Sí, pero también en disgustos. No conozco yo otros autores de teatro que estén
en activo. Quiero pensar también que muchas veces la mente del dramaturgo puede
estar más sobre el escenario que en las líneas, pero ¿no es éste el trabajo de
un director escénico? El dramaturgo es un escritor, como el cuentista. Joven, el primero, maduro, el segundo y publicados
ambos, me hacen pensar, no necesariamente en la decadencia, sino en el caos de
nuestra literatura actual.
–Es
que entonces es lo que hay– decía mi amiga. Me niego a creerlo. La cuestión
debe ir más bien por donde siempre: imagino al funcionario casi analfabeto de
promoción cultural –con suerte dotado de un título universitario en un área
afín a su puesto – quebrándose la cabeza al nombrar un comité serio que decida
lo que ha o no ha de publicarse con el dinero público. Esto se deja ver en el
hecho de que la labor crítica se reduce a las contraportadas y las
introducciones de los libros ya publicados. El prejuicio del nombre o de los
premios ciega las decisiones. Más de un escritor digno habrá por ahí, sin
nombre ni publicaciones.
¿Es
esta otra invectiva del escritor frustrado contra el aparato de promoción
literaria del Estado? No, señor, es la rabieta del lector frustrado que reclama
su tiempo y su dinero perdidos. Y conste que no va por los 65 pesos que costó el
libro de cuentos, sino por la parte proporcional de los impuestos destinados a
estas publicaciones que sirve apenas para que una legión de Saris Bermúdez
puedan decir en cada informe que “la literatura es una ventana a la
imaginación” y que nuestro gobierno siempre se ha preocupado por el fomento a
las artes y el acervo cultural.
–Ese
mismo fondo publica al Bartoliano –dice mi amigo, cuyo juicio literario respeto
mucho más. Reconoce que ese poeta amigo suyo ha decaído un poco, sin embargo,
su obra sigue teniendo calidad: cuando hay oficio generalmente se rescata la
obra, y los fallos suelen ser excepciones. Porque el escritor es autocrítico
–ahora sí como escritor frustrado lo digo–
y cuida más la obra que los premios o las publicaciones.
Y
el Bartoliano será una aguja en el pajar del sistema literario nacional. No
dudo que haya muchas más, pero el problema tiene tiempo y cola. Si hay otros
escritores valiosos que no conozcan la publicación o las becas es por el
continuo desencanto a que estos mecanismos los han llevado, sin contar que es
para muy pocos el dedicarse a escribir sin más remuneración que el gusto.
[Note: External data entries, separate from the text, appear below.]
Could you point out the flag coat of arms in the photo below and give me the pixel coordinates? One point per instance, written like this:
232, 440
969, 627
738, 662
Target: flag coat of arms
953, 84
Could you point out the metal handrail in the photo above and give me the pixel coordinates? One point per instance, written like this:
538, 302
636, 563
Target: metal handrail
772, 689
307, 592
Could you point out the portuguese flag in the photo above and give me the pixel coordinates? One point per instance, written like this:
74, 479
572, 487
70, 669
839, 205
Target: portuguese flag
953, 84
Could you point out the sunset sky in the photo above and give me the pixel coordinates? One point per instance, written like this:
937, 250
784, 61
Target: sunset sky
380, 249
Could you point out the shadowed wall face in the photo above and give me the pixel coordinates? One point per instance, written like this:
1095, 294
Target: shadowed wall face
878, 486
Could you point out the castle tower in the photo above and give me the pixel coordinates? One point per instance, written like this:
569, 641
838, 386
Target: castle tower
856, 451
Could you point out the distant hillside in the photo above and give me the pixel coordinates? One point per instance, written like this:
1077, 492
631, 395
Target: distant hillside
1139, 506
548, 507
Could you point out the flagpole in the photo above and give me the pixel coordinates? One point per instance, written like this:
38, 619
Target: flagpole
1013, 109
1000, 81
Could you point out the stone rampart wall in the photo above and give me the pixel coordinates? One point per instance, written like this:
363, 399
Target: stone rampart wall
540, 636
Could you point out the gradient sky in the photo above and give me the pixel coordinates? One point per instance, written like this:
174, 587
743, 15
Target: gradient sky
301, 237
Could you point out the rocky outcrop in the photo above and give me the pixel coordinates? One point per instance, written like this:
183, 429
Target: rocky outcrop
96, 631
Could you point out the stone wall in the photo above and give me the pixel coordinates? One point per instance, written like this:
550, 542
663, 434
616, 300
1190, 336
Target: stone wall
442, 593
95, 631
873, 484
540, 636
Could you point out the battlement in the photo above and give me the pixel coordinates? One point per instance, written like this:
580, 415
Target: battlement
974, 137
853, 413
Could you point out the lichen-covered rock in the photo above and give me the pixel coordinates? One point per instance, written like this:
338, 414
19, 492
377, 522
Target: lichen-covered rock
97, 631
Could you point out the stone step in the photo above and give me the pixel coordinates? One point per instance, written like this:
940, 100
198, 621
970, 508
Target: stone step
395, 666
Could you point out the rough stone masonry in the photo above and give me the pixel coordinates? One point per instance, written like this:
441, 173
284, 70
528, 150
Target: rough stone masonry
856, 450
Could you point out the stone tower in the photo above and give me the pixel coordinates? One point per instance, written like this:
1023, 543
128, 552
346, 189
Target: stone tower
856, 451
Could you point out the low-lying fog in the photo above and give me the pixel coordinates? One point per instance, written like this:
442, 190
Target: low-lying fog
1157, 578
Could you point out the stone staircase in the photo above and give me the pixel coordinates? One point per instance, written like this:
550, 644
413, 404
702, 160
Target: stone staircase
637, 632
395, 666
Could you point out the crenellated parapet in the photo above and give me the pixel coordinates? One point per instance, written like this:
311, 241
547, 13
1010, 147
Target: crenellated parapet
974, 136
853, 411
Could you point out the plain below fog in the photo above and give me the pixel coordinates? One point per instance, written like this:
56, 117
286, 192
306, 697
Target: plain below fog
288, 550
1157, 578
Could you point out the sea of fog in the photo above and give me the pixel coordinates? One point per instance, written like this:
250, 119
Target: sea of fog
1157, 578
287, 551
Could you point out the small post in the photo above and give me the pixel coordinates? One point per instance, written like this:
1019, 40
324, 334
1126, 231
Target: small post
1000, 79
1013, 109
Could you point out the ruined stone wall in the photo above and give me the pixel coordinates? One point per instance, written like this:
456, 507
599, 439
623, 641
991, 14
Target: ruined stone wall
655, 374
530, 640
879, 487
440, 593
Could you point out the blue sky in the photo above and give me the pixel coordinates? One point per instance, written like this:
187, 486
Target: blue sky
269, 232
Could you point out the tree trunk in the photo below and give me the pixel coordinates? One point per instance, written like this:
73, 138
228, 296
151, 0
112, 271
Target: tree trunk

Algunos jóvenes recomponen su vida y dejan la escritura como hobby, paralelo a
las lecturas siempre necesarias, pero la consecuencia mayor de este caos serán
los necios, los que se aferraron a la pluma y no lograron figurar o lo hicieron
muy tardíamente. Debe haberlos. Casos
como el de Efrén Hernández, el más reciente de Max Rojas, o las colecciones de
poesía de la UNAM de autores que nunca fueron del gusto de los editores de Vuelta y lo que le siguió, autores que
nadie conoce pero que debieron publicarse y difundirse con más dignidad,
ilustran bien que el pajar sigue llenándose de una paja que nos cuesta mucho.
Y
no es que esté en contra de las becas y los fondos editoriales del Estado, pero
tanto dinero para tan malos textos me deja algunas preguntas: ¿Qué papel está
jugando la Academia en todo esto? ¿Serán también los buenos críticos agujas en el pajar, o de plano
prefieren trabajar para las editoriales privadas, que pagan mejor y suelen
elegir con mejor tino lo que publican? ¿No hay quién haga para cada fondo
editorial el papel de editor con profesionalismo? Porque los gustos son distintos,
sí. Pero aún en las obras que no entendemos, los lectores logramos captar un
“algo” que muchas veces no sabemos explicar y que está ahí, en las palabras y
en las imágenes del texto, no en los temas, ni las intenciones y mucho menos
en los nombres y las trayectorias de quienes los escriben.